I am really glad that on the inside of a card from your grandparents you have transcribed the rules for circle of death
im contemplating emailing my dad and telling him how worthless i am and how sorry i am that he pays for my life...aka my bar tabs.
Grown men dancing to Spice Girls and a girl wearing one shoe. I belong here
one of my coworkers is shitshow drunk, getting naked. she's about to ride the bull.
i was just going to ask if it would be cool for me to come and have a beer...
it's total chaos here. i may ride the bull... i'll be visible.
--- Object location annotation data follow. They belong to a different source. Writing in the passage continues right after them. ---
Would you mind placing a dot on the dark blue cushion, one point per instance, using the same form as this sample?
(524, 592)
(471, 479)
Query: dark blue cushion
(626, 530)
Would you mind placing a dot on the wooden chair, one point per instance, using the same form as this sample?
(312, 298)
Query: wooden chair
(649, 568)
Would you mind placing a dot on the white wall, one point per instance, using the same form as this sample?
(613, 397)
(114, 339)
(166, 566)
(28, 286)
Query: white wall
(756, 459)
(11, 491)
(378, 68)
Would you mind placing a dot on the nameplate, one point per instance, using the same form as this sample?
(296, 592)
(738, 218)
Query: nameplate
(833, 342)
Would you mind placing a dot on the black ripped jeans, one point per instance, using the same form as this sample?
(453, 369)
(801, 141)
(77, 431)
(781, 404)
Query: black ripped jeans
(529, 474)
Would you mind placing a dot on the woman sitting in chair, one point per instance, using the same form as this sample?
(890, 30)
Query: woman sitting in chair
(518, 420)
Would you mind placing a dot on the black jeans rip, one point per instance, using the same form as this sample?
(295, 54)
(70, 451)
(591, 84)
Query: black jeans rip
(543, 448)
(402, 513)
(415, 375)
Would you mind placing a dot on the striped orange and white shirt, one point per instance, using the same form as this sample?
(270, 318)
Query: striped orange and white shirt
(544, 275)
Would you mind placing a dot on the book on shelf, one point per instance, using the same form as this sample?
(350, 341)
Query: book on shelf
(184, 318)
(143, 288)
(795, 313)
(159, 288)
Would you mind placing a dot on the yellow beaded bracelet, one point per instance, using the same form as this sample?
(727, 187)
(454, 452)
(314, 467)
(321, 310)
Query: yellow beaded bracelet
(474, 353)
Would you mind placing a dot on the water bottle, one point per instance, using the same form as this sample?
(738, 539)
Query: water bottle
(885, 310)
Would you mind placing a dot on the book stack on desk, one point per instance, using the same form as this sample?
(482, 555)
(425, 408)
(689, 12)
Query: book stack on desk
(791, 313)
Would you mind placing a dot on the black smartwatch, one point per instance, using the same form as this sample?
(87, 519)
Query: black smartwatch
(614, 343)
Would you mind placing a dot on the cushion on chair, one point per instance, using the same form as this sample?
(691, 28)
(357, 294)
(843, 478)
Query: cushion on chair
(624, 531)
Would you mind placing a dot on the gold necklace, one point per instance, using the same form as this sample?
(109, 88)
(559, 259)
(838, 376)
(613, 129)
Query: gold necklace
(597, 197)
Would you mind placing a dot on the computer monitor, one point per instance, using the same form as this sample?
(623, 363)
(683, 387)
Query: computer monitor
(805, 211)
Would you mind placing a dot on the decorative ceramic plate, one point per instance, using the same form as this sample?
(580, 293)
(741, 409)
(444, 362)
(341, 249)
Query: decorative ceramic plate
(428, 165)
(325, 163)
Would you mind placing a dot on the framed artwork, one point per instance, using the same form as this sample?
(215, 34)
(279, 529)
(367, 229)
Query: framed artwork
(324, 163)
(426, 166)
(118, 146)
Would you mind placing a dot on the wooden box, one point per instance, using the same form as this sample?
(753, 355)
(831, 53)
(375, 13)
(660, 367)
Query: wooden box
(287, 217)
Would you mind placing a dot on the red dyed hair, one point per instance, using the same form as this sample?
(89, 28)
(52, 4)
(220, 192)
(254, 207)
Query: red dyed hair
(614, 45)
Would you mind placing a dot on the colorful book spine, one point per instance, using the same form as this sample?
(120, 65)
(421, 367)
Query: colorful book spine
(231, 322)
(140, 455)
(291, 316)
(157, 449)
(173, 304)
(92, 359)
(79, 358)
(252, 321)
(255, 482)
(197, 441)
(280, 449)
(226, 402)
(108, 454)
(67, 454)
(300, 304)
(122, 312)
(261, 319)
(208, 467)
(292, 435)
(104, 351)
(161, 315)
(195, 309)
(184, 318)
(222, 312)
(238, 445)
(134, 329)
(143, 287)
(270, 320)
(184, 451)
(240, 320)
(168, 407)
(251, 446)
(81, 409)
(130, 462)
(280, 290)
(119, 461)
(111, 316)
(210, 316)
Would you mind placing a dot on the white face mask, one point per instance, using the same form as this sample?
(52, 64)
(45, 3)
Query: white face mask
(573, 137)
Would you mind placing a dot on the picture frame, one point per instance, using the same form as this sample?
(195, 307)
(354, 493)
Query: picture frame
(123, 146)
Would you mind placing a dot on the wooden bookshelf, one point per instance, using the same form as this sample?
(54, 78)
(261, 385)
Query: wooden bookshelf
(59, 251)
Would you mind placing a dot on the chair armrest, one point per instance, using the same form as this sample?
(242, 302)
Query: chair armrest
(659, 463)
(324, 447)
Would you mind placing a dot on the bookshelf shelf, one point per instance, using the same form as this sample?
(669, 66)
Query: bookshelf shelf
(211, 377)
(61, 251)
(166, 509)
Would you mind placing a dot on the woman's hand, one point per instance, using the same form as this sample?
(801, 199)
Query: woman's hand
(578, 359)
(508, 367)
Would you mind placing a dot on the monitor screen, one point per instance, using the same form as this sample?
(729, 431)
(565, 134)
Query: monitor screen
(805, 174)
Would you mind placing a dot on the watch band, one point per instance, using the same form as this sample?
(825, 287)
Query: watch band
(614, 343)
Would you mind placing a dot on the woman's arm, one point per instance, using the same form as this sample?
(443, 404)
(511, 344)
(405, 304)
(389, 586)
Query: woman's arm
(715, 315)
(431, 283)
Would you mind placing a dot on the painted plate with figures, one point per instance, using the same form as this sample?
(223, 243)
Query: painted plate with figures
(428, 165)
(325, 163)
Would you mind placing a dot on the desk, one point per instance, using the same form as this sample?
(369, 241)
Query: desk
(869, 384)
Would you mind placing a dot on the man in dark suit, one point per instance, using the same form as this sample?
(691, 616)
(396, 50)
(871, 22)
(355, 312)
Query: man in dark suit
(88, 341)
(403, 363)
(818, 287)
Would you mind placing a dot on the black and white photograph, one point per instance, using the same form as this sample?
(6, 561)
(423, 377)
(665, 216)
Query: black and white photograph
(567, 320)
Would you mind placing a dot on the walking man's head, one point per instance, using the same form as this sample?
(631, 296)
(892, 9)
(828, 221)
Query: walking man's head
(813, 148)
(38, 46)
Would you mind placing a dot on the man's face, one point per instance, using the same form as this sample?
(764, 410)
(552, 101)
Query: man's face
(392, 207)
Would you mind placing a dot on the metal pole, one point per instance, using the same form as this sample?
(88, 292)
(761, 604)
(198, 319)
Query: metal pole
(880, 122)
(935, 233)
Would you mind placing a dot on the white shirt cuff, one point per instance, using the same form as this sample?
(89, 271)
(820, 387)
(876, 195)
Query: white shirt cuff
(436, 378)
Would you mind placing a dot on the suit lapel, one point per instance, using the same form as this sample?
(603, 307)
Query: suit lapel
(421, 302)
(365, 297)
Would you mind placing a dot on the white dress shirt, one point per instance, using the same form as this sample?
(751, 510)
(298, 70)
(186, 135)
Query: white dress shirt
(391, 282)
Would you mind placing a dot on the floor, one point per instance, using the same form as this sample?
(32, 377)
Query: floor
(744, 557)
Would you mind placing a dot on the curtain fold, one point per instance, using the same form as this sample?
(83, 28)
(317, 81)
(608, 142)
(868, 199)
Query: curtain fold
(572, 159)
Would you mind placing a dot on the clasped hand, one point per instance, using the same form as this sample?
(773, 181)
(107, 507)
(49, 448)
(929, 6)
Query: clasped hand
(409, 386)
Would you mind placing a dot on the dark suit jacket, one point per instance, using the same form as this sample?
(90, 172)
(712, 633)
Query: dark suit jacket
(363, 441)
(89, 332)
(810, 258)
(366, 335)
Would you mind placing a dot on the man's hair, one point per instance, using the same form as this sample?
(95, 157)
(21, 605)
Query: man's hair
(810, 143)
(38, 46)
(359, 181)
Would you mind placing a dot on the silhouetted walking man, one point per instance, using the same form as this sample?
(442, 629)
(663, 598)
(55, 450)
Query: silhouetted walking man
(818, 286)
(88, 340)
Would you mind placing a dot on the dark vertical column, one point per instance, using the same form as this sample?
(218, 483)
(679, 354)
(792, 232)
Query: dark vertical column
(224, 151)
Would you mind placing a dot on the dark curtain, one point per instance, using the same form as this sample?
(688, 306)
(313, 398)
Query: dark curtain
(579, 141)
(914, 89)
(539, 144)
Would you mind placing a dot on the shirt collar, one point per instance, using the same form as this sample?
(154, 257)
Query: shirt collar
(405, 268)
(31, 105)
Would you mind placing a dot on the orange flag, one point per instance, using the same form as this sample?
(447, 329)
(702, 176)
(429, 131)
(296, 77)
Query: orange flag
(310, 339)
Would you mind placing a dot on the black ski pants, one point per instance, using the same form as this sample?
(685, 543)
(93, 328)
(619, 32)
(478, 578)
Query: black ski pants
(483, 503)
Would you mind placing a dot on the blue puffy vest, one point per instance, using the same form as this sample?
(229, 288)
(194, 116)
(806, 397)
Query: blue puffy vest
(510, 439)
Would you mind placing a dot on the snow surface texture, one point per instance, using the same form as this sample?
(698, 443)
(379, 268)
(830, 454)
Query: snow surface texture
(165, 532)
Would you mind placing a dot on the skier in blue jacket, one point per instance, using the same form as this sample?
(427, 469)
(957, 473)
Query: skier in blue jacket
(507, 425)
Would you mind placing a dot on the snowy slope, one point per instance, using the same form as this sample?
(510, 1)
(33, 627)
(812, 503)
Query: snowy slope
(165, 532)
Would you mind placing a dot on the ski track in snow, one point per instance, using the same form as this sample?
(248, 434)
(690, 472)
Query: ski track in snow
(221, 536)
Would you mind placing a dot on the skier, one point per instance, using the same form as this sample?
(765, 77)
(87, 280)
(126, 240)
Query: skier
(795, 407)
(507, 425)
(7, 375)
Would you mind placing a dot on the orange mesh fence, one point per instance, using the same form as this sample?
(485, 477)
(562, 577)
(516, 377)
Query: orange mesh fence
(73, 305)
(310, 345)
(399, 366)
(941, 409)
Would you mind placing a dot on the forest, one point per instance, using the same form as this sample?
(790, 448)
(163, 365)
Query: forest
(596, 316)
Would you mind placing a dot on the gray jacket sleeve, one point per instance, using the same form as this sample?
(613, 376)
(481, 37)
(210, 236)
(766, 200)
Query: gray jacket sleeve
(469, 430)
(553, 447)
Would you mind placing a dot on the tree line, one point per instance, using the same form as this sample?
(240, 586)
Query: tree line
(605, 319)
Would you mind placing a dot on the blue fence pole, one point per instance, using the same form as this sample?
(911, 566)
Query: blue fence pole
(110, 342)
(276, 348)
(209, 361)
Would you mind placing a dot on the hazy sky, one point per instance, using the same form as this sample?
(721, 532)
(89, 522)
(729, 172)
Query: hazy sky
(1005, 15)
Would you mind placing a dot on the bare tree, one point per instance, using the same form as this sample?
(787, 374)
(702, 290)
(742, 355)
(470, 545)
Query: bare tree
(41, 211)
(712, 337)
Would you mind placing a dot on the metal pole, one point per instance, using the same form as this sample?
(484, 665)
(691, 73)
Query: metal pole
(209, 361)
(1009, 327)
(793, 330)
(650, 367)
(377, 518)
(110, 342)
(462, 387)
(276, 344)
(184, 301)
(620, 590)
Taking shots out of pine wood derby trophiesssssss. best idea ever.
i always knew that i'd have sex in your room, i just assumed it would be with you
I think the pivotal moment was when we used the see and say as a drinking game with shots of whiskey. It was all downhill after that.
Apparently when your theatre teacher asks who the best actor of our time is, Nicolas Cage is not the right answer.
He just showed up. He's like 5'8 and brought a beer pong table that has " I love gay boys" on it. How could this go wrong
he spent an hour trying to rescue a bug from the sink. turned out to be a sesame seed.
You also once spent an entire hour explaining the origin of the strip steak to me.
and then I said "oh, I see the price of Plan B has gone up". and the pharmacist looked at me very sadly. I was just trying to make conversation.
It's becoming clear to me that I am not sugar baby material. I don't think I could handle old balls long term.
why is there glitter IN my vagina????
He stopped the gas pump at 69 and gave me my receipt. He wants it.